Air Commandos get real-world experience at White Sands
By Tech. Sgt. Manuel J. Martinez, 27th Special Operations Public Affairs
/ Published October 25, 2016
WHITE SANDS MISSILE RANGE, N.M. -- The 26th Special Tactics Squadron trained alongside 27th Special Operations Wing units while conducting a full mission profile at the White Sands Missile Range, N.M., earlier this month.
The training tested the Air Commandos’ abilities to react to adverse conditions and complete a mission as a team in an unknown location.
“The purpose of a FMP is to incorporate all our assets we have at Cannon Air Force Base with our joint partners on the ground and the 26th STS Airmen,” said Capt. Jon Vaage, 27th Special Operations Group strike branch chief of group weapons and tactics. “We combine our skill sets and execute missions as we do downrange.”
Unlike most exercises, the mission planning was integrated during the exercise instead of being done beforehand to better simulate real-world situations. The Air Commandos had to rely on multiple agencies to accomplish their objectives.
One of their missions was to secure, establish and control an airfield –located in contested or austere territory—so aircraft could land and refuel safely in a forward area refueling point. Special Tactics
Airmen led much of the planning for ground maneuver and air integration portions of the mission.
“The night of execution phase, Special Tactics Airmen were transported on an MC-130J and performed a High Altitude High Opening airdrop,” said a combat controller from the 26th STS. “They started controlling the airspace while under the canopy of their parachutes.”

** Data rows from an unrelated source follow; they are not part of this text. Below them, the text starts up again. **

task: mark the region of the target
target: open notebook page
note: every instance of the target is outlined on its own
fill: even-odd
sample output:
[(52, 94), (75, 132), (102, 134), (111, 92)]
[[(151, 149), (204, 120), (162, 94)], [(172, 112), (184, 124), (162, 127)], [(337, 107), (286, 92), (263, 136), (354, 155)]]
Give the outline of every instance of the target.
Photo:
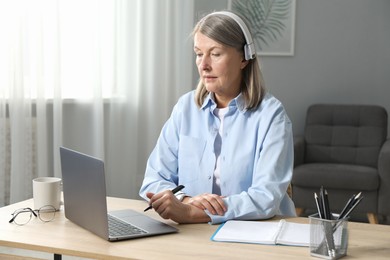
[(309, 246), (309, 238), (309, 224), (297, 224), (285, 220), (279, 222), (229, 220), (221, 225), (211, 240)]

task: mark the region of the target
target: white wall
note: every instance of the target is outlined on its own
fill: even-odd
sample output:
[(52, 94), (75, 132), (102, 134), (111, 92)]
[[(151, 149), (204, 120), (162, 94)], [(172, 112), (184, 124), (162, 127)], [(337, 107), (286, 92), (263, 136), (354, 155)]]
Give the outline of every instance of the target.
[[(201, 14), (228, 1), (195, 2)], [(266, 86), (296, 135), (314, 103), (374, 104), (390, 113), (389, 12), (388, 0), (297, 0), (295, 55), (261, 58)]]

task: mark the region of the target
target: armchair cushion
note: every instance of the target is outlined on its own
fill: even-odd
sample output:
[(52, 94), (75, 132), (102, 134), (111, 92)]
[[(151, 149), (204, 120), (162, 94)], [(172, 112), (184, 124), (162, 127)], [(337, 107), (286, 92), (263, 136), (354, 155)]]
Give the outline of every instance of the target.
[(306, 118), (306, 163), (377, 167), (387, 136), (387, 113), (379, 106), (313, 105)]
[(379, 188), (375, 168), (335, 163), (309, 163), (294, 168), (294, 184), (300, 187), (372, 191)]

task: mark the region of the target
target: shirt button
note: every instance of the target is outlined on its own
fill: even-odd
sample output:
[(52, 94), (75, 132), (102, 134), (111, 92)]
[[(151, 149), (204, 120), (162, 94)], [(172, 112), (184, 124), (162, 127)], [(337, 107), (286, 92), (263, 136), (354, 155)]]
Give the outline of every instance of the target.
[(211, 176), (209, 175), (209, 180), (211, 180)]

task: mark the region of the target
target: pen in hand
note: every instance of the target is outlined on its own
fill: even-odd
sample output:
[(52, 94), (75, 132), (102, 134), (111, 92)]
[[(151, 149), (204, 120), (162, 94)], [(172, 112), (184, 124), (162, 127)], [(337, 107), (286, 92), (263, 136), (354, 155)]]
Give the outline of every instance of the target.
[[(175, 194), (175, 193), (181, 191), (182, 189), (184, 189), (184, 185), (179, 185), (179, 186), (177, 186), (176, 188), (174, 188), (174, 189), (172, 190), (172, 193)], [(152, 205), (150, 205), (149, 207), (147, 207), (146, 209), (144, 209), (144, 212), (145, 212), (145, 211), (148, 211), (149, 209), (152, 209)]]

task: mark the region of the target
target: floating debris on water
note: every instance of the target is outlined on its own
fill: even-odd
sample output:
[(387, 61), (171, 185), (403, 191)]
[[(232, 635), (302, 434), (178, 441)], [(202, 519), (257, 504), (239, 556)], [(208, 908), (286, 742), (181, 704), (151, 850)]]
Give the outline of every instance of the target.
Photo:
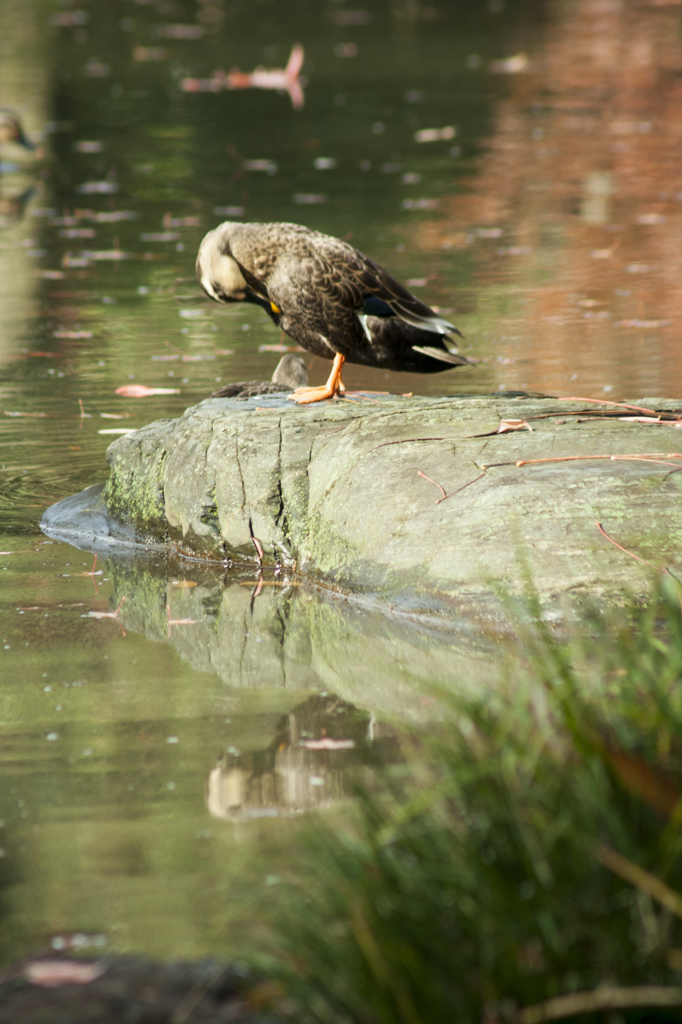
[(264, 171), (265, 174), (277, 174), (277, 164), (274, 160), (244, 160), (242, 168), (245, 171)]
[(76, 192), (81, 195), (112, 195), (118, 192), (118, 184), (115, 181), (85, 181), (82, 185), (76, 185)]
[(61, 11), (50, 18), (50, 25), (57, 28), (72, 28), (75, 25), (87, 25), (87, 22), (87, 11)]
[(295, 192), (292, 199), (299, 206), (316, 206), (327, 202), (327, 197), (322, 192)]
[(518, 75), (528, 70), (528, 56), (525, 53), (514, 54), (513, 57), (504, 57), (502, 60), (493, 60), (488, 69), (498, 75)]
[(308, 750), (353, 750), (355, 740), (333, 740), (330, 736), (323, 736), (320, 740), (299, 740), (298, 745)]
[(291, 50), (285, 68), (257, 67), (255, 71), (244, 72), (232, 68), (214, 71), (211, 78), (183, 78), (180, 88), (183, 92), (220, 92), (221, 89), (275, 89), (287, 92), (294, 110), (300, 110), (304, 103), (304, 79), (300, 77), (303, 66), (303, 47), (296, 43)]
[(140, 235), (141, 242), (177, 242), (178, 238), (177, 231), (151, 231)]
[(445, 128), (421, 128), (414, 133), (415, 142), (439, 142), (442, 139), (454, 139), (457, 129), (449, 124)]
[(136, 46), (133, 49), (133, 60), (143, 64), (145, 61), (167, 60), (168, 51), (160, 46)]
[(333, 25), (368, 25), (372, 16), (369, 11), (330, 11), (329, 20)]
[(616, 327), (639, 327), (640, 330), (652, 331), (657, 327), (669, 327), (672, 320), (617, 320)]
[(440, 204), (439, 199), (403, 199), (401, 210), (435, 210)]
[(335, 57), (357, 57), (358, 47), (356, 43), (337, 43), (334, 47)]
[(203, 25), (157, 25), (154, 35), (161, 39), (201, 39), (205, 31)]
[(92, 210), (83, 210), (80, 216), (85, 219), (97, 221), (98, 224), (115, 224), (119, 220), (137, 220), (139, 214), (132, 210), (104, 210), (94, 213)]
[(243, 206), (214, 206), (213, 214), (216, 217), (243, 217)]
[(108, 64), (103, 64), (101, 60), (97, 60), (93, 57), (89, 60), (83, 69), (83, 74), (88, 78), (108, 78), (111, 74), (111, 68)]
[(148, 398), (149, 395), (179, 395), (180, 388), (148, 388), (145, 384), (123, 384), (116, 388), (115, 395), (124, 398)]
[[(84, 252), (78, 254), (78, 259), (81, 260), (129, 260), (135, 254), (132, 252), (123, 252), (121, 249), (86, 249)], [(71, 263), (74, 266), (74, 262)]]

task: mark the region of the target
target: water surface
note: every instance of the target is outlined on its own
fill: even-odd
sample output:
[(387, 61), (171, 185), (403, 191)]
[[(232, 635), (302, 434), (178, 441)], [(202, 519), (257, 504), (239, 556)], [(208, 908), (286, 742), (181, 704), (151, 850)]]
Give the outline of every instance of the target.
[[(342, 806), (349, 768), (399, 762), (433, 683), (487, 685), (489, 648), (252, 571), (93, 567), (40, 516), (106, 479), (111, 431), (270, 376), (279, 332), (194, 278), (226, 217), (350, 239), (478, 360), (349, 366), (351, 387), (676, 397), (679, 10), (5, 0), (0, 17), (0, 106), (39, 146), (0, 152), (1, 955), (74, 933), (234, 953), (305, 812)], [(294, 43), (302, 109), (183, 89), (283, 67)], [(314, 382), (327, 369), (309, 360)], [(171, 392), (115, 393), (130, 383)]]

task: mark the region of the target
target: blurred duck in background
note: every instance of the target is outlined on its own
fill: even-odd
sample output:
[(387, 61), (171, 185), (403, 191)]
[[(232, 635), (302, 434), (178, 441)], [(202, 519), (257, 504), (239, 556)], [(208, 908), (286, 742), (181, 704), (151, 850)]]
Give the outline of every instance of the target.
[(24, 149), (36, 148), (27, 137), (18, 115), (13, 110), (0, 107), (0, 145), (7, 142), (23, 146)]
[[(37, 184), (27, 182), (26, 174), (22, 173), (32, 171), (33, 166), (17, 160), (17, 146), (28, 150), (34, 156), (42, 156), (42, 152), (36, 150), (35, 143), (26, 135), (15, 111), (8, 107), (0, 107), (0, 227), (7, 227), (21, 220), (28, 201), (38, 191)], [(8, 153), (10, 160), (2, 159), (5, 147), (14, 150), (11, 156)]]

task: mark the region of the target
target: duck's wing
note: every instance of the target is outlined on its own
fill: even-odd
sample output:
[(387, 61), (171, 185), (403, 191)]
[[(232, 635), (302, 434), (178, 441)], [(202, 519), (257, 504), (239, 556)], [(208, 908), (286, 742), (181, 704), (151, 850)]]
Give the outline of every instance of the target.
[(364, 296), (372, 296), (387, 303), (401, 320), (414, 327), (421, 327), (435, 334), (461, 335), (461, 331), (454, 324), (438, 316), (430, 306), (409, 292), (378, 263), (357, 250), (354, 252), (356, 260), (350, 269)]
[(270, 301), (282, 311), (280, 326), (304, 348), (315, 351), (311, 335), (343, 354), (369, 348), (371, 338), (362, 321), (362, 287), (344, 262), (318, 253), (282, 256), (267, 288)]
[(368, 300), (415, 327), (460, 333), (378, 263), (330, 235), (294, 224), (244, 225), (231, 247), (250, 287), (260, 286), (280, 309), (296, 313), (333, 344), (333, 335), (348, 339), (349, 332), (355, 346), (371, 343), (364, 319), (376, 310), (365, 308)]

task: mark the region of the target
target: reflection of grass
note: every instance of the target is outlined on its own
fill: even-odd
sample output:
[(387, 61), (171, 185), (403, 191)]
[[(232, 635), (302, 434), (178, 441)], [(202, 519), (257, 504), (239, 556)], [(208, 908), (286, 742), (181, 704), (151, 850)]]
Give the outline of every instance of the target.
[(679, 594), (588, 631), (536, 617), (525, 678), (311, 835), (278, 941), (314, 1020), (679, 1018)]

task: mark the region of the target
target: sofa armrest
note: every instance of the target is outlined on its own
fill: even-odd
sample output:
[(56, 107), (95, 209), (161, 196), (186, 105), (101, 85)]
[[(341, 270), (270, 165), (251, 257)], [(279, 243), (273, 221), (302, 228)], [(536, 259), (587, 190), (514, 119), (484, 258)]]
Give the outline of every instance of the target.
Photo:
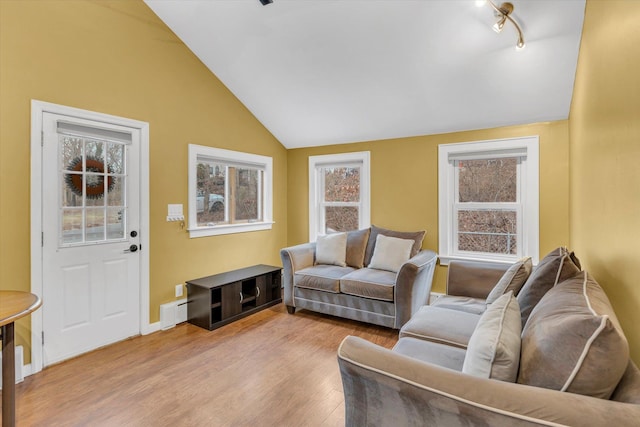
[(345, 425), (635, 425), (640, 405), (484, 379), (357, 337), (338, 349)]
[(447, 295), (486, 299), (509, 264), (481, 261), (450, 261)]
[(400, 329), (420, 307), (428, 303), (437, 261), (435, 252), (422, 250), (398, 270), (394, 295), (396, 329)]
[(311, 267), (315, 261), (315, 242), (290, 246), (280, 250), (282, 260), (282, 286), (284, 287), (284, 303), (295, 307), (293, 301), (293, 275), (296, 271)]

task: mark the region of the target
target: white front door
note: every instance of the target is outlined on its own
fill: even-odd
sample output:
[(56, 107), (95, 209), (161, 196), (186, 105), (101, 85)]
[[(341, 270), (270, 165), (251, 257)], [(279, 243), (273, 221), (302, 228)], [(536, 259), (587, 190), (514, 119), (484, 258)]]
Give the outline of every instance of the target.
[(44, 366), (140, 333), (140, 130), (42, 117)]

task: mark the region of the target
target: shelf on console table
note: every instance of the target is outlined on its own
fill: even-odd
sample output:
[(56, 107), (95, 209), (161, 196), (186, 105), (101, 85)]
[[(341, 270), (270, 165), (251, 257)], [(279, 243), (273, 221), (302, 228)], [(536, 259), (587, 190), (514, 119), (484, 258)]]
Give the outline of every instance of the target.
[(281, 267), (262, 264), (188, 280), (188, 321), (211, 331), (282, 302), (281, 288)]

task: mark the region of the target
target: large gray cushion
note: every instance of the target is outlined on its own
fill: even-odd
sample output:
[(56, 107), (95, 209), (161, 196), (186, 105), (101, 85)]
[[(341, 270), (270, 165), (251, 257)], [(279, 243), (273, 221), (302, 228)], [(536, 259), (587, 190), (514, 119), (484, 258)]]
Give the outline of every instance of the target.
[(355, 270), (340, 280), (340, 291), (359, 297), (393, 301), (396, 273), (371, 268)]
[(364, 264), (369, 265), (371, 263), (371, 257), (373, 256), (373, 250), (376, 246), (376, 238), (378, 234), (383, 234), (388, 237), (397, 237), (398, 239), (411, 239), (413, 240), (413, 246), (411, 247), (411, 257), (416, 256), (420, 249), (422, 248), (422, 241), (424, 240), (424, 235), (426, 231), (393, 231), (387, 230), (386, 228), (376, 227), (375, 225), (371, 226), (371, 234), (369, 235), (369, 242), (367, 243), (367, 251), (364, 255)]
[(518, 382), (608, 399), (629, 361), (609, 299), (586, 272), (558, 284), (522, 331)]
[(327, 292), (340, 292), (340, 278), (349, 274), (351, 267), (337, 265), (315, 265), (296, 271), (293, 284), (299, 288), (318, 289)]
[(400, 338), (393, 347), (393, 351), (456, 371), (462, 370), (466, 353), (459, 347), (410, 337)]
[(457, 295), (442, 295), (432, 302), (431, 306), (466, 311), (467, 313), (473, 314), (482, 314), (487, 309), (487, 303), (482, 298), (471, 298)]
[(544, 294), (556, 284), (569, 279), (580, 271), (579, 262), (567, 248), (555, 249), (547, 254), (533, 270), (518, 293), (522, 327), (527, 323), (531, 310)]
[(479, 320), (479, 314), (426, 305), (400, 329), (400, 338), (412, 337), (467, 348)]

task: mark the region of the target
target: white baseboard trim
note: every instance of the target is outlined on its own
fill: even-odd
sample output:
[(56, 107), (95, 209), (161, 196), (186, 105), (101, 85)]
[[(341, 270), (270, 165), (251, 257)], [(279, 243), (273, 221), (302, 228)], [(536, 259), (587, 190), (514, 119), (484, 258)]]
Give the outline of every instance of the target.
[(154, 332), (158, 332), (161, 329), (160, 322), (149, 323), (146, 327), (142, 328), (140, 335), (149, 335)]

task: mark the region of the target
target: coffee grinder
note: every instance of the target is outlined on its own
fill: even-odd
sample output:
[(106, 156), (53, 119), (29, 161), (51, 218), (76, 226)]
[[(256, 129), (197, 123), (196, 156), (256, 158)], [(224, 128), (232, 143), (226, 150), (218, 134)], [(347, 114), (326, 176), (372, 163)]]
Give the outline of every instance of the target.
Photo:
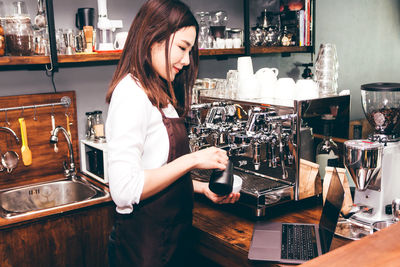
[(344, 143), (344, 164), (356, 185), (356, 206), (347, 221), (371, 227), (392, 220), (391, 203), (400, 197), (400, 83), (364, 84), (361, 102), (374, 133)]

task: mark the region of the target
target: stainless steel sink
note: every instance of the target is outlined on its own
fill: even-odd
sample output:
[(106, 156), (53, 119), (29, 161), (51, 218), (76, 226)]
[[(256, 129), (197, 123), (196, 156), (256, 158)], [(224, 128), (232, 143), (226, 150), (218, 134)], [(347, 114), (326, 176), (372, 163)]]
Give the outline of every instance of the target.
[(0, 191), (0, 216), (12, 218), (108, 196), (108, 192), (81, 179), (16, 187)]

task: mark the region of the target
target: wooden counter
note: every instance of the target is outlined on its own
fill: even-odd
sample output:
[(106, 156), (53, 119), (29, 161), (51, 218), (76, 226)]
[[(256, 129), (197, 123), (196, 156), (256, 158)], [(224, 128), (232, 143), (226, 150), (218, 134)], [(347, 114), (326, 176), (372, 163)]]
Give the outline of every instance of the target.
[[(268, 209), (267, 215), (259, 220), (318, 223), (322, 212), (320, 202), (312, 198), (283, 204)], [(221, 207), (199, 199), (195, 201), (193, 215), (195, 249), (200, 255), (222, 266), (283, 266), (247, 259), (256, 219), (241, 216), (237, 206)], [(349, 242), (335, 237), (331, 249)]]
[[(260, 220), (318, 223), (321, 212), (320, 200), (314, 198), (268, 209)], [(193, 214), (196, 250), (218, 266), (293, 266), (247, 259), (255, 218), (241, 216), (237, 206), (200, 199)], [(358, 241), (335, 236), (329, 253), (301, 266), (400, 266), (399, 236), (400, 223)]]
[(400, 223), (352, 242), (301, 266), (400, 266)]

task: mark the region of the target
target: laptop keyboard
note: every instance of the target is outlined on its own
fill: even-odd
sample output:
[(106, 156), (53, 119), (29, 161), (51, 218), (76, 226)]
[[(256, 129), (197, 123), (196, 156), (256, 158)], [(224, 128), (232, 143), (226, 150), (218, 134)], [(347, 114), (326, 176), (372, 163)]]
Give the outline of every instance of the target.
[(310, 260), (318, 256), (313, 225), (282, 224), (281, 258)]

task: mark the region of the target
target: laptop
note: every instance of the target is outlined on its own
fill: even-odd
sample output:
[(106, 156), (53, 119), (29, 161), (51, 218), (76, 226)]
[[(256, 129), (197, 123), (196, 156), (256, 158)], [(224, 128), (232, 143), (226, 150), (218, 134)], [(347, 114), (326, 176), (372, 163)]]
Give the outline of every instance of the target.
[(319, 224), (256, 222), (250, 244), (250, 260), (303, 263), (329, 251), (344, 189), (334, 169)]

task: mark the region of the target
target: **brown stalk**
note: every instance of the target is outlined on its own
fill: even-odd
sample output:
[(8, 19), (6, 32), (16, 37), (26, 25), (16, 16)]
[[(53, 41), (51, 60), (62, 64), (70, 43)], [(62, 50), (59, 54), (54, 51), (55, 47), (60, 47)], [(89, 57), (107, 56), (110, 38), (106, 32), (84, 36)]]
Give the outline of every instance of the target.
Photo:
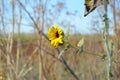
[(21, 54), (21, 40), (20, 40), (20, 27), (21, 27), (21, 21), (22, 21), (22, 12), (21, 12), (21, 6), (19, 5), (19, 21), (18, 21), (18, 40), (17, 40), (17, 53), (16, 53), (16, 73), (19, 74), (19, 58)]
[(12, 57), (12, 47), (13, 47), (13, 35), (14, 35), (14, 0), (11, 0), (11, 7), (12, 7), (12, 24), (11, 24), (11, 31), (8, 36), (7, 41), (7, 65), (8, 65), (8, 72), (7, 72), (7, 80), (11, 80), (12, 72), (11, 72), (11, 61), (14, 61)]
[(1, 20), (2, 20), (2, 27), (3, 31), (5, 32), (5, 24), (4, 24), (4, 0), (2, 0), (2, 15), (1, 15)]
[[(34, 18), (33, 18), (33, 17), (31, 16), (31, 14), (27, 11), (27, 9), (24, 7), (24, 5), (23, 5), (19, 0), (17, 0), (17, 1), (18, 1), (18, 3), (22, 6), (22, 8), (24, 9), (24, 11), (28, 14), (28, 16), (30, 17), (30, 19), (33, 21), (36, 29), (38, 30), (38, 34), (44, 36), (47, 40), (49, 40), (48, 37), (41, 31), (42, 29), (40, 29), (40, 28), (38, 27), (38, 25), (36, 24)], [(42, 25), (43, 25), (43, 23), (42, 23)], [(44, 27), (44, 26), (43, 26), (43, 27)], [(40, 41), (40, 42), (41, 42), (41, 41)], [(41, 44), (41, 43), (40, 43), (40, 44)], [(59, 54), (60, 51), (59, 51), (58, 49), (56, 49), (56, 50), (57, 50), (57, 52), (58, 52), (58, 54)], [(78, 78), (78, 76), (74, 73), (74, 71), (70, 68), (70, 66), (67, 64), (67, 61), (65, 60), (65, 58), (64, 58), (63, 55), (61, 56), (61, 60), (62, 60), (62, 63), (65, 65), (65, 67), (68, 69), (68, 71), (73, 75), (73, 77), (74, 77), (76, 80), (80, 80), (80, 79)], [(40, 64), (40, 66), (41, 66), (41, 64)], [(44, 75), (44, 77), (45, 77), (45, 75)], [(45, 78), (46, 78), (46, 77), (45, 77)], [(40, 79), (40, 78), (39, 78), (39, 79)]]

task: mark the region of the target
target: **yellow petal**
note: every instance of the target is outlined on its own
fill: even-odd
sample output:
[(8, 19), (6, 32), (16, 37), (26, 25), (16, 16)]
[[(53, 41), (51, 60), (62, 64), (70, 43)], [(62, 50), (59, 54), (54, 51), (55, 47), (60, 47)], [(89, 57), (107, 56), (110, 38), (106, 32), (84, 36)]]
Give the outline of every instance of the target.
[[(51, 45), (58, 47), (60, 44), (63, 44), (63, 30), (58, 27), (58, 24), (56, 27), (51, 27), (48, 30), (48, 38), (51, 41)], [(56, 34), (59, 34), (59, 36), (56, 36)]]
[(62, 39), (59, 40), (59, 43), (61, 43), (61, 44), (63, 43)]
[(59, 27), (58, 24), (56, 24), (56, 29), (57, 29), (57, 30), (59, 29), (58, 27)]
[(62, 29), (59, 29), (58, 34), (62, 34), (62, 33), (63, 33)]

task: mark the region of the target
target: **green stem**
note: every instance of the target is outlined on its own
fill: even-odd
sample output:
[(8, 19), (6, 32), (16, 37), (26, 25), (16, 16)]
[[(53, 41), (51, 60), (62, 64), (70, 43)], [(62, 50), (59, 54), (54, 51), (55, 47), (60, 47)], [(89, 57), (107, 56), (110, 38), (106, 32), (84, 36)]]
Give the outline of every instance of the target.
[(109, 49), (108, 46), (108, 30), (109, 30), (109, 23), (108, 23), (108, 15), (107, 15), (107, 2), (108, 0), (104, 0), (104, 9), (105, 9), (105, 14), (104, 14), (104, 23), (105, 23), (105, 28), (104, 28), (104, 44), (105, 44), (105, 49), (108, 57), (107, 61), (107, 80), (111, 80), (112, 76), (112, 52)]

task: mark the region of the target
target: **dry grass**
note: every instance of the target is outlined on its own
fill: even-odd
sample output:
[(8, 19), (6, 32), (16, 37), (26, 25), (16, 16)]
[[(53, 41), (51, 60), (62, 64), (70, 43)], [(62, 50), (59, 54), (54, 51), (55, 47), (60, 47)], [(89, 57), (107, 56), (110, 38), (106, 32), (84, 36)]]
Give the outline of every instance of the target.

Once they jumped onto the drop zone, the ST Airmen secured, surveyed and marked the FARP. A U-28 then landed to be refueled by an MC-130J at the FARP. The ST Airmen became the air traffic control tower for the runway, running the airfield much like they would in a deployed environment.
This capability was previously tested in a FMP held in Green River, UT, in July.
“The FMP enabled all players a chance to test their readiness to perform a Special Operations mission in a training environment,” said the combat controller. “The biggest success is each person involved gained invaluable experience that they can now carry over downrange.”